KabarMakassar.com — Satuan Reserse Narkoba (Satresnarkoba) Polres Bantaeng kembali mengungkap kasus dugaan penyalahgunaan dan peredaran narkotika jenis sabu. Kali ini, petugas mengamankan seorang sopir berinisial IL.
Pria berusia 48 tahun ini diamankan Polisi di Jalan Seruni, Kelurahan Pallantikang, Kecamatan Bantaeng, Kabupaten Bantaeng.
“Penangkapan dilakukan pada Rabu (15/7/2026) sekitar pukul 20.30 Wita,” ujar Kasat Resnarkoba Polres Bantaeng, AKP Hendra Firdaus, pada Sabtu malam (18/7).
AKP Firdaus mengungkapkan bahwa penangkapan pelaku bermula setelah petugas menerima informasi masyarakat terkait dugaan adanya aktivitas peredaran dan penyalahgunaan narkotika di lokasi tersebut.
Menindaklanjuti laporan itu, Kanit Idik I Satresnarkoba Polres Bantaeng, IPDA Awaluddin Latif, bersama personel bergerak ke lokasi dan melakukan penangkapan serta penggeledahan terhadap terduga pelaku.
Dari hasil penggeledahan, petugas menemukan sejumlah barang bukti yang disembunyikan pelaku di saku celananya.

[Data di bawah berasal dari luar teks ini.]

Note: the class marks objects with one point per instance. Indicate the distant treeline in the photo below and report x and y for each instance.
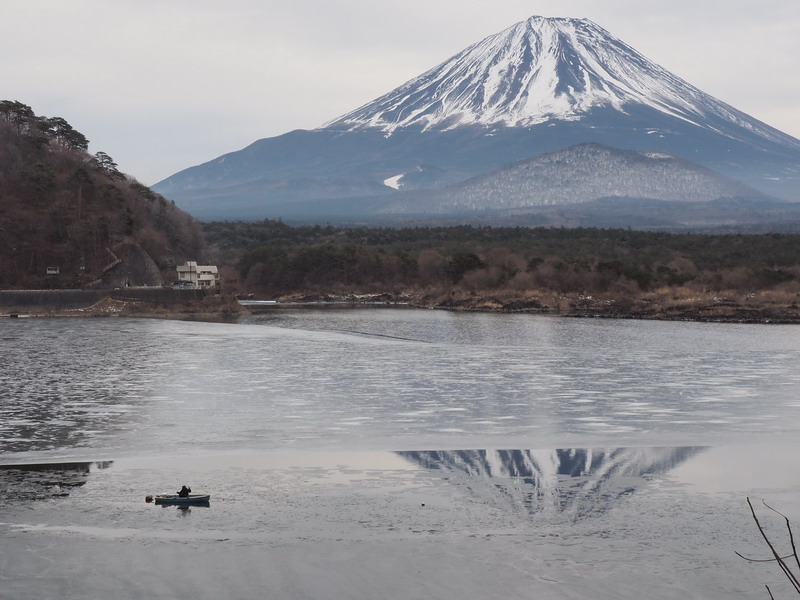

“Petugas menemukan tiga sachet berisi kristal bening yang diduga narkotika jenis sabu di dalam kantong celana jeans yang dikenakan (IL),” terangnya.
Tak hanya itu saja, polisi juga mengamankan barang bukti lainnya berupa, tiga sachet diduga berisi sabu dengan berat bruto 1,85 gram, dua sachet plastik kecil bekas tempat sabu, satu sachet plastik ukuran sedang, satu unit telepon genggam Android, satu celana jeans panjang warna biru, dan satu unit sepeda motor Honda Scoopy.
Selanjutnya, pelaku beserta seluruh barang bukti dibawa ke Mapolres Bantaeng guna menjalani proses penyelidikan dan penyidikan lebih lanjut.
Berdasarkan hasil interogasi awal, terduga pelaku mengakui bahwa seluruh barang bukti tersebut adalah miliknya. Ia juga mengaku memperoleh sabu dengan modal sendiri dari seseorang yang dikenalnya dengan nama panggilan (Bjs) di sebuah lokasi judi adu ayam di Kabupaten Bulukumba.
Bahkan dihadapan petugas, IL juga mengaku menjual barang haram tersebut dengan cara bertemu langsung dengan pembeli dan telah menjalankan aktivitasnya dalam waktu yang cukup lama.
Atas perbuatannya, terduga pelaku disangkakan melanggar Pasal 114 ayat (1) Undang-Undang Republik Indonesia Nomor 35 Tahun 2009 tentang Narkotika juncto Undang-Undang Nomor 1 Tahun 2026 tentang Penyesuaian Pidana Pasal 609 ayat (1) huruf a KUHP.
Disisi lain, Ia juga mengimbau masyarakat untuk terus berperan aktif dalam memberantas peredaran narkoba dengan memberikan informasi kepada pihak kepolisian apabila mengetahui adanya dugaan penyalahgunaan maupun peredaran narkotika di lingkungan masing-masing.
“Peran serta masyarakat sangat penting dalam memutus mata rantai peredaran narkoba. Jangan ragu melaporkan kepada pihak kepolisian apabila mengetahui adanya aktivitas yang mencurigakan,” imbau AKP Hendra Firdaus.
Polres Bantaeng menegaskan komitmennya untuk terus melakukan tindakan tegas terhadap pelaku penyalahgunaan dan peredaran narkotika demi menciptakan lingkungan yang aman, sehat, dan bebas dari narkoba.